Et si Dieu s'était mis à boire ?..."

- Le livre n'a rien à voir avec un "et après", aucune des héroïnes (? figurantes ?) n'a rencontré son prince.
- La Belle au Bois Dormant devient lesbienne cinq minutes (on revient d'une longue digression et l'auteur encore toute ricanante de son intelligence nous explique que pouf, maintenant, elle sort avec sa copine.
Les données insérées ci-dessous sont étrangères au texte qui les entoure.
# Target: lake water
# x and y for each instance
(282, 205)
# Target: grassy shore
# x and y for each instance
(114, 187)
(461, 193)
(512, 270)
Digression suivante ou presque, on nous annonce qu'elles ont rompu.)
Quand aux autres "points de scénario" cités, ils sont en réalité perdus dans le chaos cosmiques ; je n'évoquerais même pas Blanche-Neige...

OU PLUTÔT SI.

CE TITRE EST UNE ARNAQUE.

BLANCHE-NEIGE PASSE LE BOUQUIN A EMBARQUER SES FAMEUX LANCE-MISSILE. SÉRIEUSEMENT. ELLE NE GLANDE RIEN. ELLE LES TRANSPORTE, ELLE LES TRANSPORTE, ET POUF LE MONDE EST FINI. RIEN D'AUTRE NE SE PASSE. LITTÉRALEMENT. ACHETEZ LE LIVRE SI VOUS NE ME CROYEZ PAS, ÇA VOUS APPRENDRA ET PUIS DE TOUTE FAÇON JE VOUS MÉPRISE. Vu les trois plombes qu'elle passe à nous étaler sa version dominatrix de Blance-Neige, les idéaux "féministes" qu'elle incarne puis sa traversée de 90% du monde (? décors en papier) avec ces satanés lance-flammes, ça doit bien être la plus grosse déception du bouquin T____T

Et dois-je parler des deux textes insérés au pied-de-biche dans le récit pour monter le compte-page, parce que ça monte le compte-page et ce serait bête de louper l'occasion (point bonus pour la franchise de l'auteur, qui nous raconte comment elle a décidé d'insérer des textes qui ne collaient pas du tout à la cohésion du récit comme ça, pour le fun, à sec avec du gravier) ? Du fait que le deuxième tome n'a rien à voir avec le premier, ni le troisième avec le deuxième, sinon quelques fins lambeaux de fragments de prétextes foireux ? Que loin d'être plein de digressions, le scénario est en fait Digression, un peu comme on ne voit pas l'aura d'un dieu parce qu'on est en plein dedans tellement elle est grande et majestueuse, sauf que là c'est juste n'importe quoi ?

Dois-je rappeler que Terry Pratchett a déjà Alzheimer et ce seul maux lui suffit, alors ne lui ajoutons pas sur les épaules une association avec pareil ouvrage ?

Que la conjecture est maussade, le dollars dévalué, et la bourse du consommateur suffisamment en difficulté pour qu'il n'aille pas l'alléger davantage pour soutenir pareille offense au bon goût, à l'humour et à la dignité humaine ?

Mais je serais juste cependant. Cette série a bel et bien des qualités. Son style est lisibles ; j'ai ri trois fois (j'ai compté) au cours de la lecture des trois volumes, soit déjà plus qu'à la lecture des Misérables ; enfin, il réussit quand même l'exploit de ne pas faire avancer son intrigue d'un pouce tout en accumulant une impressionnante panoplie de personnages (creux) et d'évènements (inutiles), ce que même les spécimens les plus pittoresques de fanfiction.net n'arrivent pas à accomplir aujourd'hui.

Et ce sont bien là toutes ses qualités.